Sorogoyen, que l’on connaissait pour ses thrillers haletants (Madre, As Bestas), choisit ici la lenteur, la banalité même, comme forme de vérité. Les scènes s’étirent, les dialogues paraissent parfois anodins ; mais c’est précisément dans ces creux, dans ces silences et ces maladresses, que se glisse l’émotion la plus pure. Le réalisateur filme le quotidien comme un mystère : une main posée sur une table, un éclat de rire, un mot de trop.
Le dispositif est d’une intelligence rare : chaque épisode, concentré sur une seule journée, laisse au spectateur le soin de combler les ellipses d’une année entière.
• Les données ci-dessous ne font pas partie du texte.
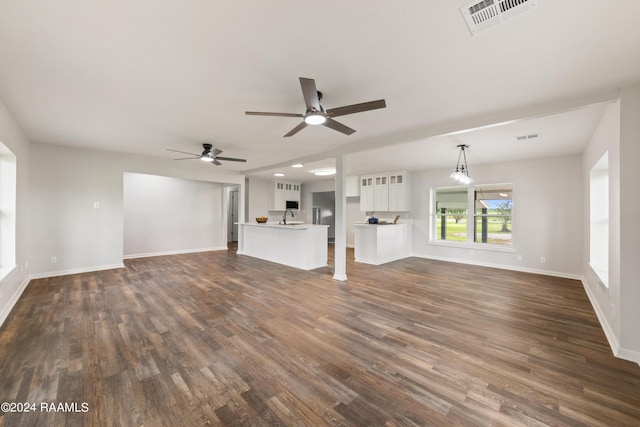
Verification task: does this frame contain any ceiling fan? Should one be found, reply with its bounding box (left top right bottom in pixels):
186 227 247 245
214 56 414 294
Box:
245 77 387 137
167 144 247 166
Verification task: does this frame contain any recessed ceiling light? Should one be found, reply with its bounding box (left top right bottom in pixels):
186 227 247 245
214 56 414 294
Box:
313 168 336 176
304 111 327 125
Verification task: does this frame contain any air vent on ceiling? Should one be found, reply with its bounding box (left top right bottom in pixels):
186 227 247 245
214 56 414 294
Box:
516 133 542 141
460 0 537 36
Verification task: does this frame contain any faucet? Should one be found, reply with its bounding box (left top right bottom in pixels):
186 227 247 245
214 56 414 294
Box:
282 209 293 225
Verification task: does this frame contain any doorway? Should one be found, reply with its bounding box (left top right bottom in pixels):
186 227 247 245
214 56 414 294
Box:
227 188 239 244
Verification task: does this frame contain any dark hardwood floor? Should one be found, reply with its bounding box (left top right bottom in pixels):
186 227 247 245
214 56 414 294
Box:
0 250 640 426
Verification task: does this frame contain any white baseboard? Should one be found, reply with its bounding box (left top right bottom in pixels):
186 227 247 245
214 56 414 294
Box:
30 263 124 279
582 279 640 365
123 246 228 259
0 277 30 326
582 279 620 356
411 254 582 280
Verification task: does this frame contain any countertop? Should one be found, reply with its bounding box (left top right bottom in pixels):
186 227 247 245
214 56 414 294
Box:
238 222 329 230
353 222 409 227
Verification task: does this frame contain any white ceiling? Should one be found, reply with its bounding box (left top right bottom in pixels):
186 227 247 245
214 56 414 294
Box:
0 0 640 181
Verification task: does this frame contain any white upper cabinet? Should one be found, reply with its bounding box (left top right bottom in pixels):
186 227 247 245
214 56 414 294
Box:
373 174 389 212
345 175 360 197
389 172 411 212
359 172 410 212
360 175 373 212
269 180 301 211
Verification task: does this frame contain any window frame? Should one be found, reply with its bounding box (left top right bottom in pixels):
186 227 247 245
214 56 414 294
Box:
0 142 17 281
427 182 516 253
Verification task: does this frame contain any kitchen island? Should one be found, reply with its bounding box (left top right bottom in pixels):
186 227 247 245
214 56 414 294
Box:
354 223 411 265
238 223 329 270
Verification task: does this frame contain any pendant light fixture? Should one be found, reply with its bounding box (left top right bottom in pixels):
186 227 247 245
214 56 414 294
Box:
450 144 473 185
Ce qui manque devient essentiel ; c’est là que naît la magie. On imagine, on ressent, on reconstruit. C’est notre propre vie que l’on déroule, nos propres fêtes, nos séparations, nos recommencements.
Sans emphase, sans musique appuyée, la mise en scène épouse la respiration des personnages : un plan-séquence qui tourne autour d’eux comme le temps autour de nous, une lumière de matin d’hiver, une conversation qui s’effiloche. Et soudain, tout prend sens.
Los Años Nuevos est une série bouleversante par sa simplicité, une méditation sur le passage du temps et la persistance du sentiment. Elle touche à quelque chose de profondément universel : l’amour, quand il devient la mémoire même de la vie.